2 - A FINANCEIRIZAÇÃO DO CAPITALISMO

A contrarrevolução neoliberal também promoveu a financeirização do capitalismo.

Os governos neoliberais adotaram uma política de liberalização do fluxo de capitais,

potencializaram a distribuição de renda regressiva e desregulamentaram o mercado financeiro.

Um volume de capital cada vez maior entrou na esfera financeira-fictícia de valorização:

especulação imobiliária, títulos da dívida pública do Estado, aplicações na bolsa,

investimentos futuros etc.

A partir dos anos 70, temos nos países centrais do capitalismo uma crescente dívida

pública, que era associada ao excesso de gastos públicos, porém, a destruição dos direitos

sociais e econômicos, e a privatização das empresas avançaram, não reduzindo o montante

das dívidas; pelo contrário. A dívida pública passou a tomar o papel de uma alavanca central

no processo de valorização fictícia do capital, e houve deslocamentos em massa de capitais da

esfera produtiva para a especulativa.

Entretanto, há um outro mercado em que a defesa neoliberal pela sua

desregulamentação foi intensa. É nessa época que a lógica de desregulamentação e

abertura dos mercados financeiros, associado à crescente produção de novos

instrumentos financeiros, no que costuma chamar de inovações financeiras, começa

a ganhar corpo. O desenvolvimento dessa lógica nos anos 80 e, principalmente, nos

anos 90, é que dá a característica específica a esta etapa do capitalismo, ao

capitalismo contemporâneo (CARCANHOLO, 2014, p.4).

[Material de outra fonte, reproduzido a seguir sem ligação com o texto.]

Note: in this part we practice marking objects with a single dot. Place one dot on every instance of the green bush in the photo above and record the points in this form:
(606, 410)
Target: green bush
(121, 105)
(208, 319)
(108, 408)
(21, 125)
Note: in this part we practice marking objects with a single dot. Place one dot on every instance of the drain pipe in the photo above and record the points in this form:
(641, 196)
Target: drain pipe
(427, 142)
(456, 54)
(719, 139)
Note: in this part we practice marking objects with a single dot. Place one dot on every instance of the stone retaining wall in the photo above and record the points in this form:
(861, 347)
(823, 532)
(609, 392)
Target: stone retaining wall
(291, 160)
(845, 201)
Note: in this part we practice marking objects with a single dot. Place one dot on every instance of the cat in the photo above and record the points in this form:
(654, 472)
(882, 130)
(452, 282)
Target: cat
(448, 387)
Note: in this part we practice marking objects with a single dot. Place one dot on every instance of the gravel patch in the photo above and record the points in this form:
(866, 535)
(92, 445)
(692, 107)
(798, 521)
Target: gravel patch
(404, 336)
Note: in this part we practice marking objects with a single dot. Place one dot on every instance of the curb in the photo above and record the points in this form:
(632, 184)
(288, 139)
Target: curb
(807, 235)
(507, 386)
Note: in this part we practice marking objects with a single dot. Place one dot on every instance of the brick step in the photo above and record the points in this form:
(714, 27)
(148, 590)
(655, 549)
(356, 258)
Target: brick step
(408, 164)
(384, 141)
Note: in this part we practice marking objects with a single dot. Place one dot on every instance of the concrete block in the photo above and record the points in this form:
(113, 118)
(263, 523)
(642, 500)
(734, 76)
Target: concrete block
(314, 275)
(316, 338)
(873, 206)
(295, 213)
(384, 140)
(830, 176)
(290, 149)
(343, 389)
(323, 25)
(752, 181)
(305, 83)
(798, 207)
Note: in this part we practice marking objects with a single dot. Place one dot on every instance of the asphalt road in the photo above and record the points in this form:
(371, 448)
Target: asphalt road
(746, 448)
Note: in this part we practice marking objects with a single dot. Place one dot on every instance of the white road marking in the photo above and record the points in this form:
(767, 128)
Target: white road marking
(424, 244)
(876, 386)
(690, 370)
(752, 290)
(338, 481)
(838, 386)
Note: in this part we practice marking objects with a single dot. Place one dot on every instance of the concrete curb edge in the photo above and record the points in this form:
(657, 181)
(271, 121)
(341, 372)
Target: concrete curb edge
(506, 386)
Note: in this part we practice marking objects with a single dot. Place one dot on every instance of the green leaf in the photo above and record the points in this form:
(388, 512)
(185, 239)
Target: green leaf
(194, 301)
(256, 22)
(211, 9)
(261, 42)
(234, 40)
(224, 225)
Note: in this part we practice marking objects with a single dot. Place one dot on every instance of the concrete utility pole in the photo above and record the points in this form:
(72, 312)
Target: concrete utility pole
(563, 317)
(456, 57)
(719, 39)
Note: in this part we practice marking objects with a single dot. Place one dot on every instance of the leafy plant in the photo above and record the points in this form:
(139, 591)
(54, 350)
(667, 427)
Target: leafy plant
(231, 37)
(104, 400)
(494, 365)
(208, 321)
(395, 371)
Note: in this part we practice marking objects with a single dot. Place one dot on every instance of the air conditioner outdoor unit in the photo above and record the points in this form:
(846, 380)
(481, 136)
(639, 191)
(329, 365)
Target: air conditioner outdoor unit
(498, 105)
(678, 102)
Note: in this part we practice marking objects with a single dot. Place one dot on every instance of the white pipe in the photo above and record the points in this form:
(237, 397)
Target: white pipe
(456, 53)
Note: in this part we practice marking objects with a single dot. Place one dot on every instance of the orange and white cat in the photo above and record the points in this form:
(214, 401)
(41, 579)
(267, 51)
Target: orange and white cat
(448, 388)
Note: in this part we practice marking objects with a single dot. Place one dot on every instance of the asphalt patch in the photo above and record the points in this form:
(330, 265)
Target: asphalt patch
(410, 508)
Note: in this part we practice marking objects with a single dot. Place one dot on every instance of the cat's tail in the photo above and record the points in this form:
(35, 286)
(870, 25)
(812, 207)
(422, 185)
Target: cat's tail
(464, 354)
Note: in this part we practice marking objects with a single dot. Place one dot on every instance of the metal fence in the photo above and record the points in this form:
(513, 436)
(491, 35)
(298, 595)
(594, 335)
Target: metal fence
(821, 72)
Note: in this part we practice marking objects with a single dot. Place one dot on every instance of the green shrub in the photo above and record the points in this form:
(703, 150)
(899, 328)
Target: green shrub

O peso crescente das finanças também foi sentido no padrão de gestão e

lucratividade dos grandes grupos econômicos do capitalismo. Os grandes conglomerados

passaram a atuar fundamentalmente na lógica de remuneração rápida de ativos, produzindo

fenômenos interessantes. É famoso o caso da empresa italiana que fechou unidades produtivas

lucrativas porque essa ação provocaria uma forte valorização das suas ações no mercado

financeiro (CHESNAIS, 2005).

A financeirização das grandes empresas também passou a colocar o mais-valor

expropriado cada vez mais na esfera financeira do que o reinvestimento na ampliação da

produção ou da produtividade. Grandes grupos econômicos das mais diversas áreas desde a

7

biotecnologia, varejo, produção automobilística, informática, armamentos, alimentação etc.

passaram a ter em operações financeiras especulativas uma porção sempre maior do seu lucro.

O processo de financeirização do capitalismo fragilizou a capacidade do Estado de

tributar e regular o fluxo do capital. A política neoliberal tem como um dos seus dogmas a

liberdade de movimentação do capital e tende a desonerar a tributação de lucros oriundos de

operações financeiras, ao mesmo tempo, contudo, com o processo de financeirização consolidado,

mesmo um governo com interesse numa política de tributação e regulação desse setor enfrentaria

sérios problemas - como as gigantescas somas de capital em paraísos offshore que fogem,

parcialmente, à dimensão de controle do Estado-nação.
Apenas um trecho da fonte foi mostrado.